A Recipe for Effective School Accountability
Published April 11, 2023
Many US states and districts are reconsidering how to meet federal accountability requirements as the COVID pandemic ends. While academic standards, student assessments, and consequences for failing schools have traditionally been the focus of accountability, attention needs to be paid to the capacity of schools, districts, and states to fix their shortcomings. Policy leaders must take into account whether their schools possess the ability and will to make improvements and must recommit to results-based accountability adapted to the post-pandemic era.
- How can poorly performing schools be held accountable for educational results so that they can improve?
- In regard to education, what lessons were learned from the COVID pandemic, and what still needs to be learned?
- Read “School Accountability: Yesterday, Today, and Tomorrow,” by Chester E. Finn, Jr., via Kappan. Available here.
- Read “Rewrite Attendance Laws to Promote Learning, Not Seat Time,” by Chester E. Finn, Jr., via the Thomas Fordham Institute. Available here.
- Watch “Why Testing and Accountability Matter in K–12 Education” on PolicyEd. Available here.
Results-based school accountability has been the linchpin of education reform in the United States for the last two decades—and it’s done much good. But as accountability holidays caused by Covid end, many states and districts are rethinking how to comply with federal accountability requirements.
School accountability has traditionally been seen as having three parts: Academic standards, assessments of student performance (mostly using standardized tests), and consequences for schools whose students fail or meet them.
Today, most experts recognize that a fourth part needs to be added: attention to the capacity of schools, districts, and states to fix their shortcomings and up their game. It doesn’t help kids just to ding their school for its failures if nobody at that school has the capacity to make it better.

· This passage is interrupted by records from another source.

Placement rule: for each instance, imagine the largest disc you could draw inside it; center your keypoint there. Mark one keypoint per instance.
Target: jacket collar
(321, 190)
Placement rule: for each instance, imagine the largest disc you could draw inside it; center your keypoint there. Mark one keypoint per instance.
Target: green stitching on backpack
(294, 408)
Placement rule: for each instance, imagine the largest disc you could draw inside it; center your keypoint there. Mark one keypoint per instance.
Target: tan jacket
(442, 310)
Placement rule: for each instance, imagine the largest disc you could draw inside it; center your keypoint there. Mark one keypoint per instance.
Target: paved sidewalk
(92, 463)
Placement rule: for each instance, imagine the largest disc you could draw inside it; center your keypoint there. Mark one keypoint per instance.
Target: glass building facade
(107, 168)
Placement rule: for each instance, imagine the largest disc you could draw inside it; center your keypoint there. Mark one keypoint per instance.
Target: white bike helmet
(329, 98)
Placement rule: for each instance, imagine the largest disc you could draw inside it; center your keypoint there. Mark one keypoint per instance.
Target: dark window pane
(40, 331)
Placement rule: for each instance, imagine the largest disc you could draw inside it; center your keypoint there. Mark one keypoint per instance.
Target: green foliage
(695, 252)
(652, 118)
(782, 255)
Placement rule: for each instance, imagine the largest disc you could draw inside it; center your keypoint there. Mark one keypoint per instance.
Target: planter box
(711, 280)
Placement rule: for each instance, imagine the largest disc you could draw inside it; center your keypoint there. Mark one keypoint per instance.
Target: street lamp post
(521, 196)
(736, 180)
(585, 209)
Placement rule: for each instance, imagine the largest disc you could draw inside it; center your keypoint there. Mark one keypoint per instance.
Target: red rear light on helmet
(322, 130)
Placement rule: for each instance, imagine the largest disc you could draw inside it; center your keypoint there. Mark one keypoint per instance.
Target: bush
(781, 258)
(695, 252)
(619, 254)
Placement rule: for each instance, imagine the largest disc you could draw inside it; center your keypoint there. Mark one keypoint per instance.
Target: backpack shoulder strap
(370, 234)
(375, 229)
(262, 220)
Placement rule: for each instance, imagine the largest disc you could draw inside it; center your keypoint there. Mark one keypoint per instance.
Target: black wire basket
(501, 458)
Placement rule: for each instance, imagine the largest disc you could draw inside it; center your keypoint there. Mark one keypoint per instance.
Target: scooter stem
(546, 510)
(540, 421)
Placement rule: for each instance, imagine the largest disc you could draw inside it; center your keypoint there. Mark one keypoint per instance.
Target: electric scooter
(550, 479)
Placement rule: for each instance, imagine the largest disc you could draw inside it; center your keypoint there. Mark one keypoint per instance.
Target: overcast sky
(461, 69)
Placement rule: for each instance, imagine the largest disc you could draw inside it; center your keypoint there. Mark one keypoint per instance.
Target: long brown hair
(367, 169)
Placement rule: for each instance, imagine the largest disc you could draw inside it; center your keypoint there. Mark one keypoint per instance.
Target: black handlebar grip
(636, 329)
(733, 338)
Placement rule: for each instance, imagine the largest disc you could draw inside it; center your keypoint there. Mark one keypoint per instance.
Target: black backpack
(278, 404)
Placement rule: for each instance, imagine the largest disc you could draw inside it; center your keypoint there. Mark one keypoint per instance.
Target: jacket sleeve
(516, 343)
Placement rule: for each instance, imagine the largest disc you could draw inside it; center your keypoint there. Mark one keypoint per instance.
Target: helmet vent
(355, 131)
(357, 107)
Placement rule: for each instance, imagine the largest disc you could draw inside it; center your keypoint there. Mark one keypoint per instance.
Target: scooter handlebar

Fixing—or closing and replacing—troubled schools is really hard. Going forward, policy leaders should take into account whether their schools (and districts and states) possess the human, fiscal, political abilities—and the will—to fix the shortcomings identified by student assessments.
Whatever remedies are chosen, tomorrow’s education and government leaders should recommit to results-based school accountability adapted to the post-pandemic era and strengthened by a focus on the system’s capacity to engage in necessary reforms.